Les plateformes doivent mettre en place des procédures de notification simples et accessibles permettant à toute personne de signaler une contrefaçon. Elles ont l’obligation de traiter ces signalements et d’informer les auteurs des suites données. En cas de retrait, le vendeur doit être informé des motifs.
La mise en place de systèmes de détection proactive
Au-delà du traitement des signalements, les grands acteurs du e-commerce développent des outils de détection automatisée des contrefaçons. Ces systèmes s’appuient sur l’intelligence artificielle et le machine learning pour analyser en temps réel les millions d’annonces publiées.
Ils se basent sur différents critères comme l’analyse des images, la détection de mots-clés suspects, le profil du vendeur ou encore le prix anormalement bas. Les annonces suspectes peuvent être bloquées automatiquement ou transmises à des équipes humaines pour vérification.
Amazon a par exemple mis en place son programme « Project Zero » qui permet aux marques de supprimer directement les annonces contrefaisantes. Alibaba utilise quant à lui un système baptisé « Intellectual Property Protection Platform » pour détecter proactivement les contrefaçons.
Ces outils, bien qu’imparfaits, permettent de traiter des volumes considérables. Amazon affirme ainsi avoir bloqué plus de 10 milliards d’annonces suspectes en 2020. Leur efficacité reste cependant difficile à évaluer précisément.

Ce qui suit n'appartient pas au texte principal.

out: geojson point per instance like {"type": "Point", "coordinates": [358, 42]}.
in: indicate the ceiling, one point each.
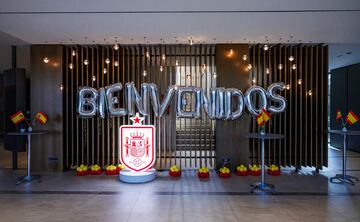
{"type": "Point", "coordinates": [92, 21]}
{"type": "Point", "coordinates": [333, 22]}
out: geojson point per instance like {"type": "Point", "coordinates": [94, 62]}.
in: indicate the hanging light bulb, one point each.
{"type": "Point", "coordinates": [46, 59]}
{"type": "Point", "coordinates": [231, 52]}
{"type": "Point", "coordinates": [204, 67]}
{"type": "Point", "coordinates": [244, 57]}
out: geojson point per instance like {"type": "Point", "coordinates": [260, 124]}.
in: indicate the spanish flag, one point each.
{"type": "Point", "coordinates": [42, 117]}
{"type": "Point", "coordinates": [263, 117]}
{"type": "Point", "coordinates": [266, 115]}
{"type": "Point", "coordinates": [260, 120]}
{"type": "Point", "coordinates": [351, 118]}
{"type": "Point", "coordinates": [17, 117]}
{"type": "Point", "coordinates": [338, 115]}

La coopération avec les marques et les autorités
La lutte contre la contrefaçon passe nécessairement par une coopération étroite entre les plateformes, les marques et les autorités. De nombreux sites ont mis en place des programmes spécifiques pour les titulaires de droits.
Le programme VeRO (Verified Rights Owner) d’eBay permet par exemple aux marques de signaler facilement les annonces contrefaisantes. Alibaba a créé l’Alibaba Anti-Counterfeiting Alliance qui regroupe plus de 180 marques internationales pour lutter ensemble contre ce fléau.

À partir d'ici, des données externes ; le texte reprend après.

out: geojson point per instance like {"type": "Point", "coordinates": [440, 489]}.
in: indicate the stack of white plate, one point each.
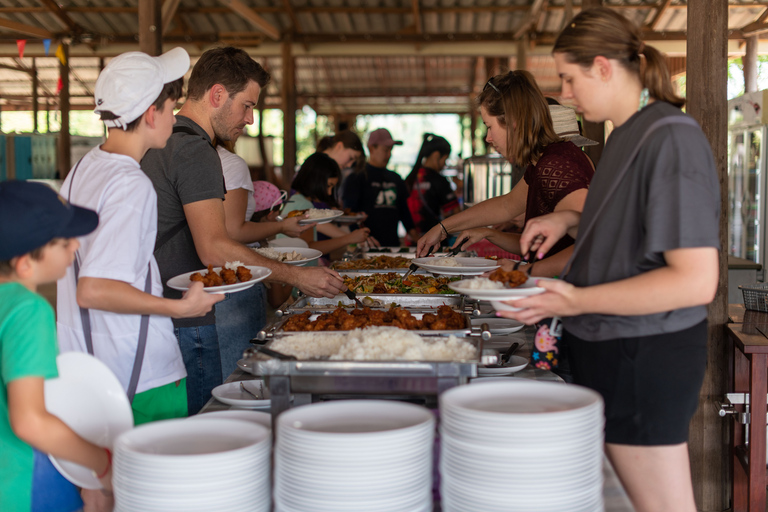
{"type": "Point", "coordinates": [528, 446]}
{"type": "Point", "coordinates": [354, 455]}
{"type": "Point", "coordinates": [195, 466]}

Les plateformes collaborent aussi avec les services douaniers et les forces de l’ordre. Elles leur transmettent régulièrement des informations sur les vendeurs suspects et participent à des opérations conjointes. En 2020, une vaste opération coordonnée par Europol a ainsi permis de saisir plus de 27 millions d’articles contrefaits.
Cette coopération s’étend au niveau international. Le Memorandum of Understanding signé en 2011 entre plusieurs grands acteurs du e-commerce et la Commission européenne vise à harmoniser les bonnes pratiques en matière de lutte contre la contrefaçon.
Les enjeux futurs et les pistes d’amélioration
Malgré les progrès réalisés, la contrefaçon en ligne reste un défi majeur. Les fraudeurs s’adaptent en permanence, utilisant par exemple des techniques de « dropshipping » pour dissimuler l’origine des produits ou en créant des sites éphémères.
L’essor du commerce sur les réseaux sociaux pose de nouveaux défis. Des plateformes comme Instagram ou TikTok deviennent des canaux de vente importants, mais leurs systèmes de modération sont moins développés que ceux des sites d’e-commerce traditionnels.
Plusieurs pistes sont envisagées pour renforcer la lutte :
– Le développement de technologies de traçabilité comme la blockchain pour authentifier les produits tout au long de la chaîne d’approvisionnement.
– Le renforcement de la coopération internationale, notamment avec les pays d’origine des contrefaçons comme la Chine.
– L’harmonisation des législations au niveau européen et international pour éviter les failles juridiques.
– La sensibilisation accrue des consommateurs aux risques liés à l’achat de contrefaçons.
La lutte contre la contrefaçon en ligne est un enjeu majeur pour les sites de commerce électronique. Leurs obligations légales se sont considérablement renforcées ces dernières années, les poussant à mettre en place des systèmes de détection sophistiqués et à coopérer étroitement avec les marques et les autorités. Si des progrès importants ont été réalisés, le combat reste un défi permanent face à l’adaptabilité des contrefacteurs.